En effet, ils disent souvent "vous êtes des animaux vous aussi", "les animaux ressentent la souffrance comme vous" "vous faîtes partie de la même famille du règne animal", "les vaches qui souffrent sont mes sœurs", pour nous mettre en empathie et nous dégoûter de l'idée de les manger.

Un humain qui assume pleinement sa nature de singe et d'animal comprend que son comportement social, régime alimentaire, QI, comportement sexuel mode de reproduction et perception du monde n'appartient qu'à son espèce, et dans notre cas d'humain qu'à lui même, qu'il n'a donc pas à changer quoi que ce soit dans sa nature qui mettrait sa vie en danger, ici son alimentation.

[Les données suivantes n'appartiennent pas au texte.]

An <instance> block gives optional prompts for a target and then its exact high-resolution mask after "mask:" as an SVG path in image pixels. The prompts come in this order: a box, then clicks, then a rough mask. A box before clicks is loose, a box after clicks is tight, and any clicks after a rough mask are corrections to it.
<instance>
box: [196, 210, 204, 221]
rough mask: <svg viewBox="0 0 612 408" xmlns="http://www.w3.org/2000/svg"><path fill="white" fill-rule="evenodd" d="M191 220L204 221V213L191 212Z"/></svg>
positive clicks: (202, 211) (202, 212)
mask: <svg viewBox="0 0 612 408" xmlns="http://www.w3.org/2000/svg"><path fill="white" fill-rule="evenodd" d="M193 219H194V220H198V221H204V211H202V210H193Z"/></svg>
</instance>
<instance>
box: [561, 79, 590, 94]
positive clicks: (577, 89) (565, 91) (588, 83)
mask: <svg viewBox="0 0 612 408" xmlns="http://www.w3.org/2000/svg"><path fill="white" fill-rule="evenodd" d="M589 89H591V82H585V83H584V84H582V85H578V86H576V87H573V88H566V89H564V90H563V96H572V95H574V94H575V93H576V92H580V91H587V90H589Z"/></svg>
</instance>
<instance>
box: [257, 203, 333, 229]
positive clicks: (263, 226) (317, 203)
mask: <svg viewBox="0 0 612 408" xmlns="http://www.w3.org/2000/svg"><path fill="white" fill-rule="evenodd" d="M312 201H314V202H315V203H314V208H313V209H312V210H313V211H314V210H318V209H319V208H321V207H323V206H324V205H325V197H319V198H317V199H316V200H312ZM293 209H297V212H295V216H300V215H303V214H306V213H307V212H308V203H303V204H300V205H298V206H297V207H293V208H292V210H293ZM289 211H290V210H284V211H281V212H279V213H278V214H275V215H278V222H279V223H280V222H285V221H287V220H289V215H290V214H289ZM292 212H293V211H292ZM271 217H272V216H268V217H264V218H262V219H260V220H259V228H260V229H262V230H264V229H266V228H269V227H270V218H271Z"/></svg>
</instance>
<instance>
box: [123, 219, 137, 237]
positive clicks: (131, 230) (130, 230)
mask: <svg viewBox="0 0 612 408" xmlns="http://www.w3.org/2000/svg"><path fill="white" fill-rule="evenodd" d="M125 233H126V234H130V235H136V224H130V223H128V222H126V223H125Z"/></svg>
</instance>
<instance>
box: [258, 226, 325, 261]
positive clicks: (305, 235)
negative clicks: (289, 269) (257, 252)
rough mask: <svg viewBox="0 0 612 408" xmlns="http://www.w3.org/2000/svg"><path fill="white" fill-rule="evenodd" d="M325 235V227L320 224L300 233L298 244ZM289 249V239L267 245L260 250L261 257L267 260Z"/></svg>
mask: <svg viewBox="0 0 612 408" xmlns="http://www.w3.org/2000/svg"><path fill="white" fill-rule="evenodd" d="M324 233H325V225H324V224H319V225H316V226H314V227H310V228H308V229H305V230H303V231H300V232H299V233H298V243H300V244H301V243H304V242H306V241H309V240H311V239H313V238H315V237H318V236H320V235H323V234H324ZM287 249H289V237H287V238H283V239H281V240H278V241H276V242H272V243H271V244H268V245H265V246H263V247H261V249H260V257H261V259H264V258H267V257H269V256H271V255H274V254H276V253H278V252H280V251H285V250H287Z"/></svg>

L'avantage de notre conscience individuelle nous permet par contre d'être acteurs de notre évolution, et non d'attendre un changement climatique où des mutations de nos gènes. C'est plus rapide et très pratique.

Notre conscience individuelle ainsi que notre intelligence sont au final un heureux hasard dans le jeu de l'évolution, qui nous ont permis de nous hisser au sommet de la chaîne alimentaire. Avant c'était les dinosaures par leur taille.
Le hasard est une phobie des yahavites, d'où leur obsession d'expliquer chaque chose par une intervention divine.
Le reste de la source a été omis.